O estudo de “Santidade: a primeira religião do Brasil!”, de Alida C. Metcalf, propõe uma leitura que desloca interpretações consolidadas sobre os primeiros séculos coloniais. Em vez de compreender a Santidade de Jaguaripe como um fenômeno marginal ou estritamente indígena, o texto a apresenta como uma experiência sociocultural complexa, situada no cruzamento entre religião, escravidão e formação de identidades.
O ponto de partida é a emergência, na Bahia dos anos 1580, de um movimento religioso que reuniu indígenas, africanos escravizados e mamelucos. A Santidade articulava práticas como batismo, confissão, glossolalia e estados de transe, ao lado de uma promessa central: a reversão da ordem colonial. Deus interviria na história, libertaria os cativos e inverteria a hierarquia social. Essa expectativa confere ao movimento um caráter milenarista, entendido como a antecipação de uma transformação radical do mundo.
A relevância do caso se torna mais evidente quando inserida no debate historiográfico. Movimentos milenaristas aparecem com frequência em contextos de opressão, mas registros semelhantes entre populações escravizadas nas Américas são raros. A Santidade de Jaguaripe surge, assim, como um exemplo singular de milenarismo escravo, no qual a religião funciona como meio de reorganizar a experiência e projetar uma ordem alternativa.

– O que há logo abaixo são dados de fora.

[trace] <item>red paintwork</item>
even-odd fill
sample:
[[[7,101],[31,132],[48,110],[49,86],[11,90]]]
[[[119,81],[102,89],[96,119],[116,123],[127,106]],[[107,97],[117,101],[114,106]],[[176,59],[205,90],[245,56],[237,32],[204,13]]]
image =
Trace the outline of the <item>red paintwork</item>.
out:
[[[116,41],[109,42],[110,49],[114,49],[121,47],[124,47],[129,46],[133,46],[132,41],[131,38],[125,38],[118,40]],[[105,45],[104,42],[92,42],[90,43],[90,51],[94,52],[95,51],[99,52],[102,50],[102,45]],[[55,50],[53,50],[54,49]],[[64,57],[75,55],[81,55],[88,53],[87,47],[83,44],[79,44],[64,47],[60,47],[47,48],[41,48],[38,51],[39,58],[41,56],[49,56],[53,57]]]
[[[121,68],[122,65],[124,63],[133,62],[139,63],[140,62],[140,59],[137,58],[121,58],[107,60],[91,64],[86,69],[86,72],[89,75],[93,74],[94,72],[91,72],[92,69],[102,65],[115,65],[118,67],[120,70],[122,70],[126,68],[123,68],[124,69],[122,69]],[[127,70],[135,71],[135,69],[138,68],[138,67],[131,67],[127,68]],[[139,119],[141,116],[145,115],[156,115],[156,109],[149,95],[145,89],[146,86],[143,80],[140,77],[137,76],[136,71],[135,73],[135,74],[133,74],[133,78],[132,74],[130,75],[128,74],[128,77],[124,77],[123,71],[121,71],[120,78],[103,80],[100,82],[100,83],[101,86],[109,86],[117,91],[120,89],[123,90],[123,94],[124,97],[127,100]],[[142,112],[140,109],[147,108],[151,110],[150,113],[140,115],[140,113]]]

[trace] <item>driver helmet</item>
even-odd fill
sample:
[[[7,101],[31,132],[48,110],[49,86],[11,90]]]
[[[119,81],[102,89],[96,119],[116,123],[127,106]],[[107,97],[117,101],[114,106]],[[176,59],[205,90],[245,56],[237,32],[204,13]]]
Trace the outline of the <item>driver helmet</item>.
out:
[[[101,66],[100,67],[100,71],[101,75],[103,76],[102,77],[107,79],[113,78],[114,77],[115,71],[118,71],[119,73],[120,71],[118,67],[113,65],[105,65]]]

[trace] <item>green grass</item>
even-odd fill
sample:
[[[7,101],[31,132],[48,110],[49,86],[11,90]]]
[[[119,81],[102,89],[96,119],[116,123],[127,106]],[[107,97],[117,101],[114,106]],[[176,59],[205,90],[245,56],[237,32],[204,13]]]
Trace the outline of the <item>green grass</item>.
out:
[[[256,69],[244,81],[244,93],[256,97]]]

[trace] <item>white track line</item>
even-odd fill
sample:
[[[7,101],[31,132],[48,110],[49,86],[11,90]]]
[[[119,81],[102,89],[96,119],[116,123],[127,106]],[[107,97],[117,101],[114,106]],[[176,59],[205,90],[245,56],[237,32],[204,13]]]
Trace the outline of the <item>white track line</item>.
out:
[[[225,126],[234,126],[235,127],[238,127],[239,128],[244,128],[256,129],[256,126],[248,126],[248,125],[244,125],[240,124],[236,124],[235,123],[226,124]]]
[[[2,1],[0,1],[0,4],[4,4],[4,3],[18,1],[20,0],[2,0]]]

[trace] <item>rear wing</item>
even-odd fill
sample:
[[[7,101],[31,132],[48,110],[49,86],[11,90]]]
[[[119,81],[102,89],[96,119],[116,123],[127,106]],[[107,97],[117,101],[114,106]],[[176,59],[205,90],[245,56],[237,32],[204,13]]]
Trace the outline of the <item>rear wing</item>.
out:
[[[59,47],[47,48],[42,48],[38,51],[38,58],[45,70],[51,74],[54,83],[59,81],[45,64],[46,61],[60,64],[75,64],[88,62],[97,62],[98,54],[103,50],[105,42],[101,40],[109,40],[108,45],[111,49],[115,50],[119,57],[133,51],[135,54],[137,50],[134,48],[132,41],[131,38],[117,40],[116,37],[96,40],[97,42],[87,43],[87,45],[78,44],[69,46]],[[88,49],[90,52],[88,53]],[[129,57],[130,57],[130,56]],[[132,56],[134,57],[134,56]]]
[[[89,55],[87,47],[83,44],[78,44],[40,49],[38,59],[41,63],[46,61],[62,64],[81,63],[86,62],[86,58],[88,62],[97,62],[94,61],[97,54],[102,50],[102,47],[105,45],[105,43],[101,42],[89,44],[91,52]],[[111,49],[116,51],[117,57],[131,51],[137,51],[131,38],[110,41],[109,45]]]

O contexto colonial reforça essa interpretação. Desde a instalação do governo-geral em 1549, a colônia se estruturava em torno da economia açucareira, dependente de trabalho compulsório. Epidemias, fome e violência marcaram o período. A rápida redução da população indígena e a intensificação do tráfico atlântico ampliaram a presença africana. Esse quadro criou um presente marcado por ruptura e sofrimento, no qual a expectativa de transformação total encontrava ressonância.
A análise, contudo, enfrenta limites documentais. As fontes disponíveis consistem em cartas jesuíticas e registros da Inquisição, produzidos por agentes coloniais. Esses documentos filtram a experiência dos participantes por meio de uma linguagem condenatória. A reconstrução do movimento exige, portanto, leitura crítica, atenta ao fato de que o discurso disponível traduz mais o olhar do poder do que a voz dos envolvidos.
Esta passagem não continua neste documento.